When consumers trust a brand and find it relevant, they may select the offerings associated with that brand over those of competitors even at a premium price. For example, Starbucks can sell its coffee at a higher price than solid market competitors because consumers associate the brand with quality and value . This is why brand equity is oftentimes directly correlated with a brand's profitability.
A picture of baristas at work in the first Starbucks coffee shop, Seattle, WA.
Starbucks sells its coffee at a higher price point which is justified by its perceived brand value and quality.
Measuring Brand Equity
Brand equity is strategically crucial, but also very difficult to quantify.
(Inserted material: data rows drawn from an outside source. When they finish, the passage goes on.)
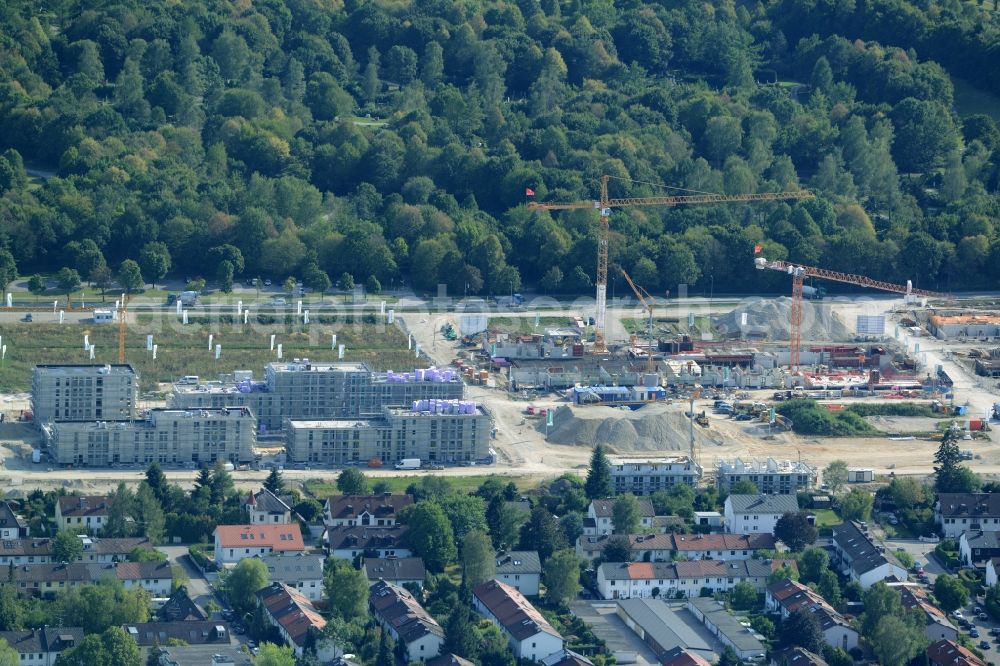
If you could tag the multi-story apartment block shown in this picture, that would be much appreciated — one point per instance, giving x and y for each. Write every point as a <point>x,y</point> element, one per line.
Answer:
<point>443,431</point>
<point>301,389</point>
<point>83,393</point>
<point>772,477</point>
<point>648,475</point>
<point>163,435</point>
As a result, many experts have developed tools or metrics to analyze this asset, although there is no universally accepted way to measure it. For example, while it can be measured quantitatively using numerical values such as profit margins and market share, this approach fails to capture qualitative elements such as prestige and mental and emotional associations.
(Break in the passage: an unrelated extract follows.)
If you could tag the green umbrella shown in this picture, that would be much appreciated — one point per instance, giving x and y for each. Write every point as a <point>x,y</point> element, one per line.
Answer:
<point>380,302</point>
According to David Aaker, a marketing professor and brand consultant, there are ten attributes of a brand that can be used to assess its strength:
- Differentiation
- Satisfaction or loyalty
- Perceived quality
- Leadership or popularity
- Perceived value
- Brand personality
- Organizational associations
- Brand awareness
- Market share
- Market price and distribution coverage
Brand Asset Valuator
Young & Rubicam, a marketing communications agency, has developed the brand asset valuator, a tool to diagnose the power and value of a brand. The agency uses this tool to survey and measure consumers' perspectives along four dimensions:
- Differentiation: The defining characteristics of the brand and its distinctiveness relative to competitors
- Relevance: The appropriateness and connection of the brand to a given consumer
- Esteem: Consumers' respect for and attraction to the brand
- Knowledge: Consumers' awareness of the brand and understanding of what it represents
Other ways that brand equity can be measured (these can be used individually or in combination):
- At the firm level - Brand equity can be studied as a financial asset by making a calculation of a brand's worth as an intangible asset. For example, a company can estimate brand value on the basis of projected profits discounted to a present value. In turn, the present value can be used to calculate the risk profile, market leadership, stability, and global reach.
- At the product level - The price of an equivalent well-known brand can be compared to that of a no-name or private label product.
- At the consumer level - This measure seeks to map the mind of the consumer to uncover associations with the given brand. For example, projective techniques can be commonly used to identify tangible and intangible attributes, attitudes, and various perceptions about the brand. Under this approach, the brands with the highest levels of awareness and most favorable and unique associations are considered high equity brands.